I’ve never heard voices, or hallucinated. Yet, I was able to perceive demons. I also believe paranormal activity ramps up in hospitals. Plus there’s more unusual beliefs I have.
I feel like I’m living a daily lie by not even being able to talk about these things in real life. Like I’m living a double life.
I believe the actor who played BJ Hunnicut on the TV Show MASH was responsible for 911.
Let me explain…
MASH’s last episode was the most watched in television history. I believe Pop Culture dictates everything. After MASH, the U.S. Presidents became more kindly looking and friendly…Carter…Reagan…Clinton…Bush.
Before MASH, the Presidents were all mean looking…Nixon…Ford…etc.
The terrorists took advantage of our weak-looking Presidents and plotted 911…they never would have done that under a mean-looking leader.
My Theory- BJ Hunnicut caused 911…but nobody will listen.
As long as I can remember I’ve been clever enough to reason my way out of any unusual beliefs that started to grip me.
But now that my mind is in slowdown and decline from aging I’m wondering whether in the end I’ll be like one of those people converted when stressed out because of illness or on their deathbed.
This is a bit light hearted of me, and I mean no disrespect to your post nor your beliefs, but have you ever watched a show called Garth Merenghi’s Darkplace? It is set in a hospital, it’s a comedy about the hospital having a portal to hell.
No, I believe this is all real. I think I just needed to vent and get it out. On the bright side, I no longer believe in hidden cameras spying on me.
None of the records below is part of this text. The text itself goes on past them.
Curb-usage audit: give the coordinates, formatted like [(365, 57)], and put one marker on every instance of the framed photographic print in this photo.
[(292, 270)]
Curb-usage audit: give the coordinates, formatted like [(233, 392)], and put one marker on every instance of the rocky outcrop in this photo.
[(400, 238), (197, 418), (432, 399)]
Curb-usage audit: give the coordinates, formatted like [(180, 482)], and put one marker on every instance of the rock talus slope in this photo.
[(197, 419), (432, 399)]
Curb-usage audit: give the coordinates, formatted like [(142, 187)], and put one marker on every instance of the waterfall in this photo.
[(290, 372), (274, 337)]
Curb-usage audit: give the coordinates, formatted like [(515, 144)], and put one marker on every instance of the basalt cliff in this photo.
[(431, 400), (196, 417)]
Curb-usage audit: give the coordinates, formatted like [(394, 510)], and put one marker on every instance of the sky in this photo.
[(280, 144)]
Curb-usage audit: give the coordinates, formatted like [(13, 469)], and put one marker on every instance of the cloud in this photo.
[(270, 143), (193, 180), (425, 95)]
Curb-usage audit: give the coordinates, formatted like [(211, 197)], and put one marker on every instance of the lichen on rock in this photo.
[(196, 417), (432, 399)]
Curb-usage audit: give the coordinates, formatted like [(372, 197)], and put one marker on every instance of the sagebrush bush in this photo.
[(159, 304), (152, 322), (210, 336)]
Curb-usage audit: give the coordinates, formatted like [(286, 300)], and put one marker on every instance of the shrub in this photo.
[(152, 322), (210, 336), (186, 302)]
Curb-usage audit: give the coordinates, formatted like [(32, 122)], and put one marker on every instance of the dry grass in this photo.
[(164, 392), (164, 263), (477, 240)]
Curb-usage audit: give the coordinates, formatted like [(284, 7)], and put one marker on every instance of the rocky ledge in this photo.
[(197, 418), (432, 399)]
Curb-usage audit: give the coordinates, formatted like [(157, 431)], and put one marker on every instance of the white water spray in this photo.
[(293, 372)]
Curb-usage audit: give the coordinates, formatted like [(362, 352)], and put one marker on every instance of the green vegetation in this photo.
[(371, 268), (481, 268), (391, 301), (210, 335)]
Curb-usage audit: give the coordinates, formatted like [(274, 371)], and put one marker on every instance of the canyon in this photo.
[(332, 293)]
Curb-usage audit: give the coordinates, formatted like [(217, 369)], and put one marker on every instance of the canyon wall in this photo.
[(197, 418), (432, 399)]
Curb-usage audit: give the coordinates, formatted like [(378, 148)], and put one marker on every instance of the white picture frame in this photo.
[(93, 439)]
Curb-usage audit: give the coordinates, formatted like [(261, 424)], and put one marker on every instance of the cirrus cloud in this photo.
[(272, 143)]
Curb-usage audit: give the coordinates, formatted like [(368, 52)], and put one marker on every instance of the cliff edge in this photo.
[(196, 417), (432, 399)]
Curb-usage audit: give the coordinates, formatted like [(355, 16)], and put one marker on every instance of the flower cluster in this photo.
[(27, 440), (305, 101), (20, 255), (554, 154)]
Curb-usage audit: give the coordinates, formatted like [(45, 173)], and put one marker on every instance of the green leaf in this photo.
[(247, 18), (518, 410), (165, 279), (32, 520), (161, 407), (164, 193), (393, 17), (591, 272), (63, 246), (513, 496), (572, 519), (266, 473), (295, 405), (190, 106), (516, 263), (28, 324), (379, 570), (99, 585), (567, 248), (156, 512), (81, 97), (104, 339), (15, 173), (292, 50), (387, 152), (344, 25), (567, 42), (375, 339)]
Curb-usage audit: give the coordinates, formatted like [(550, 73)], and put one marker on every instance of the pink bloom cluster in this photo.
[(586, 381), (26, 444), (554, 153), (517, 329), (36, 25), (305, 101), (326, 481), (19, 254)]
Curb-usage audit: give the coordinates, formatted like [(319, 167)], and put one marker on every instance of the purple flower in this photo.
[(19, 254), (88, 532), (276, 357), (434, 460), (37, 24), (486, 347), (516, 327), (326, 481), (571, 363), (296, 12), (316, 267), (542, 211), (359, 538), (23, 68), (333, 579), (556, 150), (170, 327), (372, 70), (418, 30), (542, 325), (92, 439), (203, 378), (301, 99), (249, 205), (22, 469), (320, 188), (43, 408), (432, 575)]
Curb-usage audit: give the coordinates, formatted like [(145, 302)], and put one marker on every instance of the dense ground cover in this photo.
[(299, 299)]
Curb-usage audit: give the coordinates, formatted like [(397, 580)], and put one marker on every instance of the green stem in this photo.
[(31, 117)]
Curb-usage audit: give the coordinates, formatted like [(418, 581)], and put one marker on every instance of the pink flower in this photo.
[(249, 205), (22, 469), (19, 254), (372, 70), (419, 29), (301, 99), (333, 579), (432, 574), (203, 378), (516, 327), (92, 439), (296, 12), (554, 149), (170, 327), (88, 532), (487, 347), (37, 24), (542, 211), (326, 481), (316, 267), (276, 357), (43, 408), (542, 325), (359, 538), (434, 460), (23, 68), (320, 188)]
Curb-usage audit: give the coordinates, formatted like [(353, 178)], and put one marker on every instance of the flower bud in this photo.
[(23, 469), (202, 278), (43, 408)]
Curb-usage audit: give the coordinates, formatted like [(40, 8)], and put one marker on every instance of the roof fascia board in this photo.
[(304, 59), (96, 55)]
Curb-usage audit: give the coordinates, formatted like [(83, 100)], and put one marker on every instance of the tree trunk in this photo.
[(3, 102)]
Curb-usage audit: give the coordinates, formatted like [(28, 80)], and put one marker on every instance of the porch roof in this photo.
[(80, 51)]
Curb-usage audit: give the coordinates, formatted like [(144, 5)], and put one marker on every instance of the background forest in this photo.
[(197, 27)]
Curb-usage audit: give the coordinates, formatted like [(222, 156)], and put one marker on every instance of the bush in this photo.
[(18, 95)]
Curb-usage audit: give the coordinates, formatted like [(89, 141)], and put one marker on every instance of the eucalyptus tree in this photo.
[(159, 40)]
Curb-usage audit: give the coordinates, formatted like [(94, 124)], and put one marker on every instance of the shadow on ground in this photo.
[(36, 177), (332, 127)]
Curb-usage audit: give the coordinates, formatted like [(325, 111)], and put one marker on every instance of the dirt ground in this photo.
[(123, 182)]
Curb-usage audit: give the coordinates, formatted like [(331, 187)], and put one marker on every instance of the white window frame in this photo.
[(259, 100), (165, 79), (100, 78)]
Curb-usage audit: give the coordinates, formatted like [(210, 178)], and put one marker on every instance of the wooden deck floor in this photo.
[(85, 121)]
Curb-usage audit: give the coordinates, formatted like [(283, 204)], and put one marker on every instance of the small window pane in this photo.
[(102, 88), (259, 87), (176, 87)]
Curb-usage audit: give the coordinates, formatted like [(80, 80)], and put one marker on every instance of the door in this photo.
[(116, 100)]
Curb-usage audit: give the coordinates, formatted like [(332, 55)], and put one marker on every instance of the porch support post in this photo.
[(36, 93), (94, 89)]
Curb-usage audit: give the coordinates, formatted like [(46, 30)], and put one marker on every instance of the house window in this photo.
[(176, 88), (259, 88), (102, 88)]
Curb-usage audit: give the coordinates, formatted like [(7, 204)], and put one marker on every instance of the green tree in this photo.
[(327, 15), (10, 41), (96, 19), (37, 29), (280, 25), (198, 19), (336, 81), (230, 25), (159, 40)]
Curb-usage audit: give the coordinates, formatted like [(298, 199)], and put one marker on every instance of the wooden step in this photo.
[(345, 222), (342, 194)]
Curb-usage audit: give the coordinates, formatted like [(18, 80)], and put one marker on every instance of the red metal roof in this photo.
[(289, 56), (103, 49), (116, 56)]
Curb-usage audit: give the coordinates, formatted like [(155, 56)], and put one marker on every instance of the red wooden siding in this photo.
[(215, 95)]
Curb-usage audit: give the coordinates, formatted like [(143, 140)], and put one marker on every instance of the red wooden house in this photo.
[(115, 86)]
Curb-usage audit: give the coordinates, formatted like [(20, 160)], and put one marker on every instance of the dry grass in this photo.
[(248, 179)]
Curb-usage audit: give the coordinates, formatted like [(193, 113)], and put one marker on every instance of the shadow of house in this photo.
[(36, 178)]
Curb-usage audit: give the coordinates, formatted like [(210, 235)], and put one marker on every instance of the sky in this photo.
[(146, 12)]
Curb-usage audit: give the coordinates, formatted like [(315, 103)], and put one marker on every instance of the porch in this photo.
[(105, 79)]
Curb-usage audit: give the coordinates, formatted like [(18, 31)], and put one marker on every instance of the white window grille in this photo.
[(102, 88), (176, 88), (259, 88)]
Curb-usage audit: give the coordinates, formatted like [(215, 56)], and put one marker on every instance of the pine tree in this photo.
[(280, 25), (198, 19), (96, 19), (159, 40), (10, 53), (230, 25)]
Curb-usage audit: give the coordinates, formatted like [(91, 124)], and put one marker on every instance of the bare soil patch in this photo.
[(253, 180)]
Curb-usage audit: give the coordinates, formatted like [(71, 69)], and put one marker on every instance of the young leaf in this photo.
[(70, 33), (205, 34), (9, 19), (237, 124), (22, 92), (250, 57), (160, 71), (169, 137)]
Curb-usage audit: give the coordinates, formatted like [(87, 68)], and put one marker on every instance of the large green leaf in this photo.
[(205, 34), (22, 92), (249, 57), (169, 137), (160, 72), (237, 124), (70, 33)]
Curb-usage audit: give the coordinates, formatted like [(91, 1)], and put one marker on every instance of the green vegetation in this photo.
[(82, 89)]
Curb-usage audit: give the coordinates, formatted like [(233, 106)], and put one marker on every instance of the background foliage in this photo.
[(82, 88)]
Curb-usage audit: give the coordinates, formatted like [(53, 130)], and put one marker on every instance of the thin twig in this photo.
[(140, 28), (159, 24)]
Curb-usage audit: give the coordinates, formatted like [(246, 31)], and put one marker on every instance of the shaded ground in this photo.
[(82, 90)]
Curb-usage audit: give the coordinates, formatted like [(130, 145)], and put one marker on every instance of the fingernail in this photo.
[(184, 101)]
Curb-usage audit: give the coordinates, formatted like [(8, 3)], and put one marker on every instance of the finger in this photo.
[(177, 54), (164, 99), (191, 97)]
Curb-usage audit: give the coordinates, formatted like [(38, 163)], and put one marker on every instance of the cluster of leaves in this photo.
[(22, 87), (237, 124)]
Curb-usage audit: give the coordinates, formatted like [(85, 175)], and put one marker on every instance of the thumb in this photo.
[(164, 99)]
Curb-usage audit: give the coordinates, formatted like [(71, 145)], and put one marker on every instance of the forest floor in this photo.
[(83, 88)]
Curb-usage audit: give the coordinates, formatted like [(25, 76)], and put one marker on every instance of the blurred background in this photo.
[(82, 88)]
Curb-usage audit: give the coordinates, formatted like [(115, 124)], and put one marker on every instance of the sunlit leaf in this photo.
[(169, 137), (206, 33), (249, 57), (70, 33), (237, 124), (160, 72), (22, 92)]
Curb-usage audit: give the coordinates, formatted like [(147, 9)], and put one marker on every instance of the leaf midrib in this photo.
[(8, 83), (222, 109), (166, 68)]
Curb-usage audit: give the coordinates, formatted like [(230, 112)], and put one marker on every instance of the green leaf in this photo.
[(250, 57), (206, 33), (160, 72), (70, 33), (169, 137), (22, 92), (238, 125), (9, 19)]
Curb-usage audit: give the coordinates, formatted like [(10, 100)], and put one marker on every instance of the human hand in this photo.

These beliefs don’t hamper me, other than making me feel alone because I can’t talk about them in real life.
I get that, it’s lonely. But you know you have a susceptible mind to these kinds of beliefs, right? It’s easy for a person with sz to believe these kinds of things. That alone should make you question it, or do you believe you can really percieve the supernatural, hence, the supernatural being real?
I have some unusual beliefs in that area too, but I refuse to believe those thoughts to be reality. Actually, watching the show Supernatural helped a lot with that, made me see fiction has a lot of control over my reality, and that it’s all really stupid for me to believe in.
When faced with that, I tend to rest in the fact that I have a mental illness and that my mind is not to be trusted with those thoughts, in that way it’s easier not to think about them.
A girl that I know, she used to be my friend, but sucked at it, we met last year and she believes my psychotic break had truth in it, she believes in the supernatural, and that I’m some kind of medium that can see demons. I don’t.
Did your beliefs start in the hospital or where they there before?
I felt the same way about not being able to talk about my beliefs/truths with anyone. Then one day when I first started meds, I talked to my mom about them. She said she already knew. She had known without me telling her because I saw spirits when I was very young and would tell her stories about the people waiting to become angels but didn’t know how to get there.
The only thing meds ever did for me was hide the voices/spirits from me. The first couple months I was scared and sad about that I couldn’t help them anymore, but my mom told me they would understand that I needed some help now.
My beliefs have never changed even with meds and never will. If you need to talk, talk. If you don’t have anyone offline, talk here.